عَنْ أَبِي هُرَيْرَةَ قَالَ مَا عَابَ النَّبِيُّ صَلَّى اللَّهُ عَلَيْهِ وَسَلَّمَ طَعَامًا قَطُّ إِنْ اشْتَهَاهُ أَكَلَهُ وَإِنْ كَرِهَهُ تَرَكَهُ

Dari Abu Hurairah ia berkata; Nabi shallallahu ‘alaihi wasallam tidak pernah mencela makanan sekali pun. Bila beliau berselera, maka beliau memakannya dan bila tidak suka, maka beliau meninggalkannya (HR Bukhari, Muslim, Ahmad, At-Tirmidzi, Abu Daud, Ibnu Majah)

Makanlah dengan adab yang diajarkan Rasulullah SAW: membaca basmalah ketika hendak makan atau minum, mengambil dan menyuap makanan dengan tangan kanan, mengambil yang posisinya terdekat, dianjurkan tetap bercakap-cakap ketika makan, makan secukupnya dan tidak berlebihan, menghabiskan makanan yang diambil, dan membaca hamdalah setelah selesai (Insya Allah tentang adab makan akan dijelaskan dalam edisi tersendiri).

5. Berima Kasih dan Berdoa Kepada Tuan Rumah

Ucapkan terima kasih atas sambutan dan hidangan yang diberikan kepada Anda, dan berikan apresiasi yang tinggi atas kepada tuan rumah. Pandai berterima kasih adalah adalah salah satu ciri orang berakhlak mulia yang akan melipatgandakan nikmat Allah  kepadanya. Firman Allah:

يَا أَيُّهَا الَّذِينَ آمَنُوا كُلُوا مِنْ طَيِّبَاتِ مَا رَزَقْنَاكُمْ وَاشْكُرُوا لِلَّهِ إِنْ كُنْتُمْ إِيَّاهُ تَعْبُدُونَ

“Wahai orang-orang yang beriman, makanlah di antara rejeki yang baik-baik yang Kami berikan kepadamu dan bersyukurlah kepada Allah, jika benar-benar kepada-Nya kamu menyembah” (QS al-Baqarah ayat 172)

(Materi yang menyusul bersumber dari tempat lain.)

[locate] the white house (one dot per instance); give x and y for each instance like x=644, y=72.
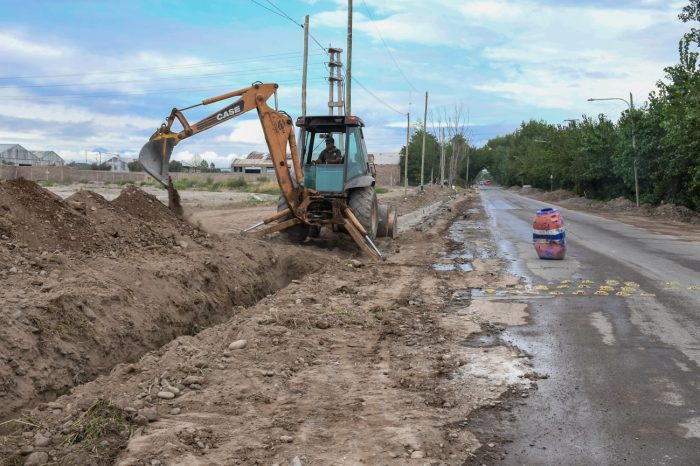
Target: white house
x=14, y=154
x=49, y=157
x=118, y=164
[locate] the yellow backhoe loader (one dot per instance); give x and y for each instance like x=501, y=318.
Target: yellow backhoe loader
x=338, y=194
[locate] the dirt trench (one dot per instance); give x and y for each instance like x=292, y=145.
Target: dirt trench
x=356, y=363
x=88, y=284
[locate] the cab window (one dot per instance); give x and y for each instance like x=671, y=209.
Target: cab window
x=357, y=165
x=316, y=143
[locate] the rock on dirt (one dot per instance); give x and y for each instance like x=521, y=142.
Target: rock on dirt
x=369, y=380
x=115, y=285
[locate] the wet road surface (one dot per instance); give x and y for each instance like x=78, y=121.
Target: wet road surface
x=616, y=327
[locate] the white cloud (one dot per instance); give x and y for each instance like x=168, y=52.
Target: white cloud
x=248, y=132
x=12, y=46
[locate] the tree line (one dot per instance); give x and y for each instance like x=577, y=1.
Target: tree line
x=595, y=156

Kita memperoleh rejeki Allah tidak semata-mata atas jerih payah diri sendiri, tetapi selalu ada keterlibatan orang lain yang menjadi perantara datangnya rejeki tersebut. Hidangan yang berikan saat bertamu merupakan rejeki Allah  melalui perantara tuan rumah. Berterima kasih kepada tuan rumah merupakan syarat kesyukuran kepada Allah SWT. Rasulullah SAW bersabda:

عَنْ أَبِي سَعِيدٍ قَالَ قَالَ رَسُولُ اللَّهِ صَلَّى اللَّهُ عَلَيْهِ وَسَلَّمَ مَنْ لَمْ يَشْكُرْ النَّاسَ لَمْ يَشْكُرْ اللَّهَ

“Barang siapa yang tidak bersyukur kepada manusia, berarti ia tidak bersyukur kepada Allah”. (HR Tirmidzi)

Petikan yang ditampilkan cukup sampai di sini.